WHAT WENT WRONG: Too many top players (Bilal Benn, Tyrone Lewis, Rob Garrison) leaving after the 2009-10 seasons. The result was one veteran returnee (Nelson) and his band of youngsters. And, the growing pains were obvious. After a 2-2 overall start Niagara won just two of its next 20 games with losing streaks of five, six and seven games. Always known for its high-powered offense, Niagara struggled to score for the first time in recent memory, averaging just 61.4 points per game. In fact, it only broke 70 points six times all season, way down from a per-game average of 76.1 just two seasons ago. The team's core of young players either wasn't ready in terms of talent, experience or physical stature. Mason was clearly the most-ready of the young players, and he was lost for the season after three strong games. But, that will change soon. Then, there was this personal observation: Nelson, despite his standout senior season, continued to be overlooked. Arguably the league's most-indispensable performer ... and, unquestionably its most versatile ... he was relegated to a second-team all-MAAC selection in the vote of league coaches. How an individual who led the nation in steals, and established career numbers for versatility never previously reached in the conference's 30-year history, did not get first-team honors is beyond the scope of this hoopscribe's belief.
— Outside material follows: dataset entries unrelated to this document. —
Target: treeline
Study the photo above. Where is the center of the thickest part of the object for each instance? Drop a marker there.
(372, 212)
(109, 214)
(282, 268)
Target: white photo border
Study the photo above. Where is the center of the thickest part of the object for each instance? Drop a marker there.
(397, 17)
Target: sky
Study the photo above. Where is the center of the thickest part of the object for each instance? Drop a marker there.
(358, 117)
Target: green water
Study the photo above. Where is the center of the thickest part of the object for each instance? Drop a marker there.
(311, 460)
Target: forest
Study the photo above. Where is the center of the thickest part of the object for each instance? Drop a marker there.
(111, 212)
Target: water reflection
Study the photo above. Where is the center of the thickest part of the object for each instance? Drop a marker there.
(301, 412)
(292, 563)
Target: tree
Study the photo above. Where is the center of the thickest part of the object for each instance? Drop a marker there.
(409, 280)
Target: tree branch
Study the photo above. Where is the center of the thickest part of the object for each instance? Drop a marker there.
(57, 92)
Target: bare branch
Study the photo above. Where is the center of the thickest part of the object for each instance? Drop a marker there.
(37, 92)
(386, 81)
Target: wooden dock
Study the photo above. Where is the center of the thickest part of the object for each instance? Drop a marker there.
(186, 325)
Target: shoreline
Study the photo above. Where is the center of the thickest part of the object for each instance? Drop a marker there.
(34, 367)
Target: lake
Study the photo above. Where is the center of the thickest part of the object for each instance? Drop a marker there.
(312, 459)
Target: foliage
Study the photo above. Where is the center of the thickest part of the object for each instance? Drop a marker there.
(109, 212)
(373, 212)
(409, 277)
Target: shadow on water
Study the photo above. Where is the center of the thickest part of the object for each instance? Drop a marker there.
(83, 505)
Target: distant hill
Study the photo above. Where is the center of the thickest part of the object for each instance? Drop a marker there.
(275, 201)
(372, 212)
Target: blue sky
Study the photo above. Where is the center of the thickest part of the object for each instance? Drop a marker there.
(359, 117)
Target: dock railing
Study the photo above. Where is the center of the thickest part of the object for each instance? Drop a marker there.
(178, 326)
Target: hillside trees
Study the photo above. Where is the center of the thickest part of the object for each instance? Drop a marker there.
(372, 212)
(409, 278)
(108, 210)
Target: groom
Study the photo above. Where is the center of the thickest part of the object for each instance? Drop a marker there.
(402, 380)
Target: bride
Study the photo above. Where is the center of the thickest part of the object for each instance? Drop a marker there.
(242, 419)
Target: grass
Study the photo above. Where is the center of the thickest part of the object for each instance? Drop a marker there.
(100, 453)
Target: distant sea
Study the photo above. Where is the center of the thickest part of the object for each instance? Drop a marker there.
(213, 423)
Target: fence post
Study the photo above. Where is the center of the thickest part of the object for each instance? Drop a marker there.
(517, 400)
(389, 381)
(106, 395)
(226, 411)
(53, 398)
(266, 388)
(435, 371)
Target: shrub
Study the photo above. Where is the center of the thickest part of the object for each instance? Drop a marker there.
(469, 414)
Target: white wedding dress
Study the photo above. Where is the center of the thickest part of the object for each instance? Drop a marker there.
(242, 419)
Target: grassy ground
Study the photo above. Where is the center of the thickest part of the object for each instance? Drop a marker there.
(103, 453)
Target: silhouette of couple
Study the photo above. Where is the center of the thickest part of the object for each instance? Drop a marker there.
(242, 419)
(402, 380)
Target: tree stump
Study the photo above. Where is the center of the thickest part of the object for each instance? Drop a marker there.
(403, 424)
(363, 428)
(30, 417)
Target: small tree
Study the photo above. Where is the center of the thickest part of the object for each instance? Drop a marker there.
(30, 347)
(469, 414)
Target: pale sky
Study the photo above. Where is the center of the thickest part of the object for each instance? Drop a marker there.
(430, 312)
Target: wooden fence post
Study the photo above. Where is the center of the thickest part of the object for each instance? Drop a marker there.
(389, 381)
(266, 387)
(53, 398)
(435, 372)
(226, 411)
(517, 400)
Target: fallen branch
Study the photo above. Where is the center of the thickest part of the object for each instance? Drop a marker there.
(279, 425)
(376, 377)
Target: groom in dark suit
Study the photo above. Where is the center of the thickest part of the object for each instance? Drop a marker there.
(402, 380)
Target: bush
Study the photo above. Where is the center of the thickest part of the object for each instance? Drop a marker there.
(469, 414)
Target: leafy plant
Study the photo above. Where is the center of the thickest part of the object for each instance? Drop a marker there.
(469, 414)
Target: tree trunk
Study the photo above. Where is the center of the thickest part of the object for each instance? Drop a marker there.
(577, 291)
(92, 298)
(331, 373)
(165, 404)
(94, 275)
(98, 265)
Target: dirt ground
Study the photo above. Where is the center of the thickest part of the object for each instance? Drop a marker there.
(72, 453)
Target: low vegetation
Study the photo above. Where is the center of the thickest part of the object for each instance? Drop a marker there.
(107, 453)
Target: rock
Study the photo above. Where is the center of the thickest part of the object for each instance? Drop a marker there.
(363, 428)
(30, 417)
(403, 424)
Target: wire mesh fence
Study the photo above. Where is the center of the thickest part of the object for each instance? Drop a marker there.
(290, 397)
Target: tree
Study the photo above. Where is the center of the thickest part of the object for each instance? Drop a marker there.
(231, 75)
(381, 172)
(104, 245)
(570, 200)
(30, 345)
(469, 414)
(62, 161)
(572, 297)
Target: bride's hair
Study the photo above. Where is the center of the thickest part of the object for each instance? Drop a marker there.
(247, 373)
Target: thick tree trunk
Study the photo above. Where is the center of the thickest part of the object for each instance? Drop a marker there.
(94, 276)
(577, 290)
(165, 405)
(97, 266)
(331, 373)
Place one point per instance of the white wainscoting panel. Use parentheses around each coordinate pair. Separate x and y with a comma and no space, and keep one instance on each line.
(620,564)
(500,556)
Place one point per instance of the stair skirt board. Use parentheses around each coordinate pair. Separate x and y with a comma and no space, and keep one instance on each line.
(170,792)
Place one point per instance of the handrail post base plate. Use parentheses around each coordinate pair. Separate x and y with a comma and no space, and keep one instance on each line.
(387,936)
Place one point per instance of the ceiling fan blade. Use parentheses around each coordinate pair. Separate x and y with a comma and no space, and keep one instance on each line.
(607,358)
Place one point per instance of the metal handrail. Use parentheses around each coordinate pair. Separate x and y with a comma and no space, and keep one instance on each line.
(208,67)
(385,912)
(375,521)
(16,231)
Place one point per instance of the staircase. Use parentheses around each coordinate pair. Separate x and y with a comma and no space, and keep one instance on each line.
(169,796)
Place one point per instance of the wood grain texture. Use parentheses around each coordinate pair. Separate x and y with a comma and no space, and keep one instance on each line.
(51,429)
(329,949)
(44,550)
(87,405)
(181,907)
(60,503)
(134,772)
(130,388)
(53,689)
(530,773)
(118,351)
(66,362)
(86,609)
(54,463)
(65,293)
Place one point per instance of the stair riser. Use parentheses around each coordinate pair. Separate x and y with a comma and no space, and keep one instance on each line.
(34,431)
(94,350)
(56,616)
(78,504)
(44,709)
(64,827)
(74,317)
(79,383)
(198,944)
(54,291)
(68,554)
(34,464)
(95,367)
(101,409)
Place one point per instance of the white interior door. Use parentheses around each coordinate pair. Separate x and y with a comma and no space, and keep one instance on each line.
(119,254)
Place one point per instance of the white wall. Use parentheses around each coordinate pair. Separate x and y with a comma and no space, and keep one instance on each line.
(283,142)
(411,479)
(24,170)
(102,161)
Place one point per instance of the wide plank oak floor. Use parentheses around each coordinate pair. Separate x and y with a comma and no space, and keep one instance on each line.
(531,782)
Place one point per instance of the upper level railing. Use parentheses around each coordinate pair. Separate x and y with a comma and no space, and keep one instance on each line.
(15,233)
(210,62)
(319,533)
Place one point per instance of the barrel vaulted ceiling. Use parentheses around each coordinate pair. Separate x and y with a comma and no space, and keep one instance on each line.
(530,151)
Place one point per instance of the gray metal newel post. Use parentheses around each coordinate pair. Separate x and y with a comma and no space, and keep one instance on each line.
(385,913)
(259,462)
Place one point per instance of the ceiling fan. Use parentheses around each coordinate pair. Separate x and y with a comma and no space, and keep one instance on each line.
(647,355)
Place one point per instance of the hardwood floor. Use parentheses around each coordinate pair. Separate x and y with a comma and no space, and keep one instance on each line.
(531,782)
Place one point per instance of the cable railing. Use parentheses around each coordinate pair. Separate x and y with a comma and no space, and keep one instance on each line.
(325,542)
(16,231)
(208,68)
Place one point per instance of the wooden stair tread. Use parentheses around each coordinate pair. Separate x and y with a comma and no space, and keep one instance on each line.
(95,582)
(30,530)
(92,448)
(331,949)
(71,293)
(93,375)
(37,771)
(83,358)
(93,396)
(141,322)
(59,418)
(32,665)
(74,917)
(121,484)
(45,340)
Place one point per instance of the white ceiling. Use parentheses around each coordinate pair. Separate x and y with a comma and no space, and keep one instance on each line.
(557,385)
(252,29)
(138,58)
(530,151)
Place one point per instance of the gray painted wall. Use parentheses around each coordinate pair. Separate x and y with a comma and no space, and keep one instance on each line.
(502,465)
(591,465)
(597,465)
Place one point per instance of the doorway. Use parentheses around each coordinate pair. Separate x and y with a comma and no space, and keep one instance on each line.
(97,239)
WHAT'S AHEAD: Should be a return to good days up on Monteagle Ridge. Replacing Nelson won't be easy, but the program has its next eight best players returning, and there's a little of everything. The team struggled inside for much of the season, but 6-8 sophomore Eric Williams came on as the season progressed. He, sophomore Scooter Gillette (if he can add a little muscle to his slender frame), 6-5 junior Kashief Edwards (12.4 points, 6.6 rebounds) and incoming 6-6 forward Ali Langford (21.6 points, 12.8 rebounds per game at at Hancock Junior College in Santa Maria, Calif.) should serve the squad well inside. Mason provides additional toughness from the backcourt and Jordan was one of the league's better rookies this past season. There are other solid performers in the program as well, and Mihalich will easily be able to go nine or 10 deep next season which is likely to mean a return to the all-out pressure defense, offensive up-tempo he has always preferred.
PREDICTION FOR 2011-12: Clearly better days are ahead. The hope is that Nelson's unrivaled work ethic and team-first mentality rubbed off on his younger teammates. The likelihood is that the team will have a nice run for the foreseeable future. The upcoming season might be one year too early to expect Niagara to contend for the top spot ... that's likely to be contested between Iona and Fairfield ... but the Purple Eagles should be right there battling for position near the top behind the top two.